Unless the sending school really wants to get rid of them.

And they really wanted to get of Elma, she dictated the story to me later in the year, in an attempt to fulfill the English class requirement of writing a short story. The "fictional" account started with the third person: "there once was a girl who slapped her teacher..." and ended with the first person admission, of "and then they sent me to special ed."

It wasn't hard to imagine Elma slapping her teacher. Elma did everything to convince us of her street credentials. She spent last year with magenta bangs-and a matching sweater two sizes smaller than her bra size- a confirmation of her affiliation with a girls gang. No amountof cajoling could make her lose the sweater (how she got enough oxygen in her lungs remains a mystery) we didn't even try with the bangs.
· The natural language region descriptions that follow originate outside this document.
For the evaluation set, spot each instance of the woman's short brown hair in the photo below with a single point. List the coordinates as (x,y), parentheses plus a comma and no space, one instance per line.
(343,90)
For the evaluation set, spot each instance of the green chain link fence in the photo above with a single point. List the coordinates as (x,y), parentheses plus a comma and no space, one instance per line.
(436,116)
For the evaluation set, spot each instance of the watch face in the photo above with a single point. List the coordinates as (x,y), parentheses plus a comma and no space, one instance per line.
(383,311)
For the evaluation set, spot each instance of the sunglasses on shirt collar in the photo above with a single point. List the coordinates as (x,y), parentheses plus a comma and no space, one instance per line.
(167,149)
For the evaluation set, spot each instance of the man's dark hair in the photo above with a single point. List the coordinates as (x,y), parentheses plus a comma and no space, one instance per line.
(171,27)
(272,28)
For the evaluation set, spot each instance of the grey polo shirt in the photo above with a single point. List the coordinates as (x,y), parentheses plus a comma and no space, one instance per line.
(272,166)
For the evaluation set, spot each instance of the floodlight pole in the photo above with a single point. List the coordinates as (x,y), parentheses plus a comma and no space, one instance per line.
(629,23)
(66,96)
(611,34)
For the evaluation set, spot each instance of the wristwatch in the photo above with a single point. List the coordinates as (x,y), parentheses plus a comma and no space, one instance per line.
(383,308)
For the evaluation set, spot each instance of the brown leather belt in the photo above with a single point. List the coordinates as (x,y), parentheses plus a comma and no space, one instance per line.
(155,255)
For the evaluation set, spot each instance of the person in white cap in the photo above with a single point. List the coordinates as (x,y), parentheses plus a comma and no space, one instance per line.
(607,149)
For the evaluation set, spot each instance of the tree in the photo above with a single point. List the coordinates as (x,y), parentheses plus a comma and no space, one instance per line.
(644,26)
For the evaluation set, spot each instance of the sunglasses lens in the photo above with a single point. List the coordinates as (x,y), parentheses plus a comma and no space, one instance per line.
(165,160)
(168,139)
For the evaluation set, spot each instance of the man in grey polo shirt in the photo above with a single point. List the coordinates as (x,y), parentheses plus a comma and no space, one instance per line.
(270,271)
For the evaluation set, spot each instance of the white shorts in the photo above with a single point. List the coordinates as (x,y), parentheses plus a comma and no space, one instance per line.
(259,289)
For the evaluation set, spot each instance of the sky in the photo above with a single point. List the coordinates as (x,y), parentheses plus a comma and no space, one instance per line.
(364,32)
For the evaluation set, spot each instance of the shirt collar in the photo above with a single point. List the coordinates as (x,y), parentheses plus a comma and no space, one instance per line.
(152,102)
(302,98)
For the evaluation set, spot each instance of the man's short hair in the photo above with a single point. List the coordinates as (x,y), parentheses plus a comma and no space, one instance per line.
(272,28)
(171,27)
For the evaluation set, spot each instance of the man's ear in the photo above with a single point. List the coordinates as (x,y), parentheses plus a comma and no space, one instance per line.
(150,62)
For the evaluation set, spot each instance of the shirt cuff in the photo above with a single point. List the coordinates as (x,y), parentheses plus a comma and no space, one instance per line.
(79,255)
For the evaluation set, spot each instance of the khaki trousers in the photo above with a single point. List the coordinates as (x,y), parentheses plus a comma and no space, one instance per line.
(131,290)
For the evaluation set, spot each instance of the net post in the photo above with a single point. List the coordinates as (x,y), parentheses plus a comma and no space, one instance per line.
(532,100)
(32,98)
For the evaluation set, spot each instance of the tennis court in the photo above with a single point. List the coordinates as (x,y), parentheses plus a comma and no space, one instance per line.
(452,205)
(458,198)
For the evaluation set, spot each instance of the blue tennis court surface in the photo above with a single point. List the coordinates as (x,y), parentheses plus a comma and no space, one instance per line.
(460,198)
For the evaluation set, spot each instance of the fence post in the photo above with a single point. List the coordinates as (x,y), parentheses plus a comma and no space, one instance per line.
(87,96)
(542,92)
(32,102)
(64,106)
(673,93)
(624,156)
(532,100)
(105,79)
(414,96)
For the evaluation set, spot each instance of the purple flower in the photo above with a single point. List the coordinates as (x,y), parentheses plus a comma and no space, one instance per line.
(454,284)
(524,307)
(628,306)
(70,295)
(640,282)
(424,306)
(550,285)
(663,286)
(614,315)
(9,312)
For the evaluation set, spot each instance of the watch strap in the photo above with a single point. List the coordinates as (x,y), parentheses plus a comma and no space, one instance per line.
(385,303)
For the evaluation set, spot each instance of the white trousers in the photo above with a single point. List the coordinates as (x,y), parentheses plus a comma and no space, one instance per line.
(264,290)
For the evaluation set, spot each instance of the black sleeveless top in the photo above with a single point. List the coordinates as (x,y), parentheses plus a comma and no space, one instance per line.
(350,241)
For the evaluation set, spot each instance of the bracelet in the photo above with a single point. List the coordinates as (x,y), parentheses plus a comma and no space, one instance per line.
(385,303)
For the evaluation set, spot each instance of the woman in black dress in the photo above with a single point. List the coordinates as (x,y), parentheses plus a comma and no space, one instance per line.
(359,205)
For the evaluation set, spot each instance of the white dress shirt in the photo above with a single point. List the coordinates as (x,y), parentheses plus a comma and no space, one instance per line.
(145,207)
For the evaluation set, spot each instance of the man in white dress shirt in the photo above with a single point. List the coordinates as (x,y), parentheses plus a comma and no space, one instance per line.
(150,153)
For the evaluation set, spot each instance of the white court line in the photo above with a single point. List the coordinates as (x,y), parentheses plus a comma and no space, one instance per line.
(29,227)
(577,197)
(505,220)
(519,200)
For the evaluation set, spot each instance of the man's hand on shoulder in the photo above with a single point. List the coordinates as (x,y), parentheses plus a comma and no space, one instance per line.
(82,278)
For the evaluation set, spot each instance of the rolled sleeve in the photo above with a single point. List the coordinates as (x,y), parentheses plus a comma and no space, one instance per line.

But two and half years have gone by and Elma hasn't slapped anyone. Elma stuggles to read and write-but cursing and wrecking havoc come easy. "You know I read mad slow, Ms. Teacherfish, she complains"

Last year over the phone I relayed to her mom that she is in fact slowly trudging her way through the high school curriculum and was on her way to graduate.

"Elma, is not the type of kid who graduates, high school" her mom told me. I thanked her for her time, hung up the phone and checked the high school diploma box on the goal sheet- it's up to Elma to graduate or not graduate - not her mom.

Monday- I sat with Elma and coached her though the literary response essay spelling every other word, but there were something so sincere, so dedicated about her intensity, that at the end period, I mentioned that I enjoyed working with her.

"Thank you Teacherfish" she replied

Tuesday was a Ricardo day in English. Ricardo brought his obnoxious, demanding, I'm gonna hijack this class with my foul mouth and outrageous attitude -self to class and sat down at the table with Kenya and Elma. The N word and F bomb were flying all over.

I sat down two tables away, too tired, too defeated by the school politics to wage this war.

And then Elmo stopped, took her assignment and moved up next to me.
"Lets do it." she said.

So maybe those magenta bangs will peak out from under the mortarboard eventually
Oh wait- they're gone. Last year's trend.